But that doesn’t satisfy Public Investor Advocacy Bar Association (PIABA) President Michael Edmiston, who said in his letter to Finra that attorneys who represent wronged investors see a multitude of abuses from reps and even registered investment advisors (RIAs).

"Despite FINRA’s clear identification of the significant problem with investments in leveraged and inverse ETFs longer than a day and its clear warning to member firms, our members continue to see investors who have been victimized by inappropriate longer-term holding of positions in these complex products,” Edmiston said.

PIABA is also concerned with what Edmiston termed “the dramatic rise of options trading,” which poses serious risks for retail investors who do not understand the characteristics or risks related to the product.
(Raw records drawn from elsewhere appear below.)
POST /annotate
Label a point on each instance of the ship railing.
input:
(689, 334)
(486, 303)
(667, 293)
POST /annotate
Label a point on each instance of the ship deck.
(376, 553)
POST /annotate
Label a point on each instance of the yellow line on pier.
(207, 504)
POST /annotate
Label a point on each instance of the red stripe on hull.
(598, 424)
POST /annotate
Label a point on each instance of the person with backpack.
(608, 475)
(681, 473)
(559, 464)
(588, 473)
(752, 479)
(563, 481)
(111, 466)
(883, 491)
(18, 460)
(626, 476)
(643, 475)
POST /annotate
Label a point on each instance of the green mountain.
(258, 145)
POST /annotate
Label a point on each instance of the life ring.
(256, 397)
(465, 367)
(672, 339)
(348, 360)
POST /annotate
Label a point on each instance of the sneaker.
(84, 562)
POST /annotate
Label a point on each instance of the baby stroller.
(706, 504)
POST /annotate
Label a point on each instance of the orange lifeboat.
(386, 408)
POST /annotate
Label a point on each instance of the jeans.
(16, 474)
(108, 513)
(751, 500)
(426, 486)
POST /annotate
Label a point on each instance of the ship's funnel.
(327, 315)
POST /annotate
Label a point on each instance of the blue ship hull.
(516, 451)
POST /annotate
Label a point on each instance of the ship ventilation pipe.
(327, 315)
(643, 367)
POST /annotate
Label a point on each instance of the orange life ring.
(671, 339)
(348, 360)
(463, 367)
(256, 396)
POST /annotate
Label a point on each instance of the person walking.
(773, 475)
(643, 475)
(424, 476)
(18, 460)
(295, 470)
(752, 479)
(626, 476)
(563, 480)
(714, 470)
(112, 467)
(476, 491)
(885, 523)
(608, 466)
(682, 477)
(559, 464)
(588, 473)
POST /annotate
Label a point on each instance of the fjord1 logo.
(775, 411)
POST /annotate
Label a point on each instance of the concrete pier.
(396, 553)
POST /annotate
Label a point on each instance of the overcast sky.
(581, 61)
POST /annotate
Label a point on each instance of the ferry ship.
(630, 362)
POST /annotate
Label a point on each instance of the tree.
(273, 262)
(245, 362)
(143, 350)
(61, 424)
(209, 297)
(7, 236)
In April, FINRA censured and fined Berthel, Fisher & Co. Financial Services, Inc. $100,000 for failing to supervise unsuitable options trading activity for a senior citizen, he noted.

“Perhaps worse still, our members are seeing an uptick in small RIA firms using complex options strategies that the advisers themselves do not understand,” Edmiston said. “These RIA firms typically use FINRA member firms to execute their strategies. The brokerage firms disclaim any responsibility for the trading, placing that responsibility on the RIA. However, investors do not understand that they are dealing with two separate entities, each of which have limited responsibilities and obligations,” he added.

Listed options trading volume has jumped 30% since 2020 and almost 100% since 2019 to more than 38.6 million contracts a day, Finra noted.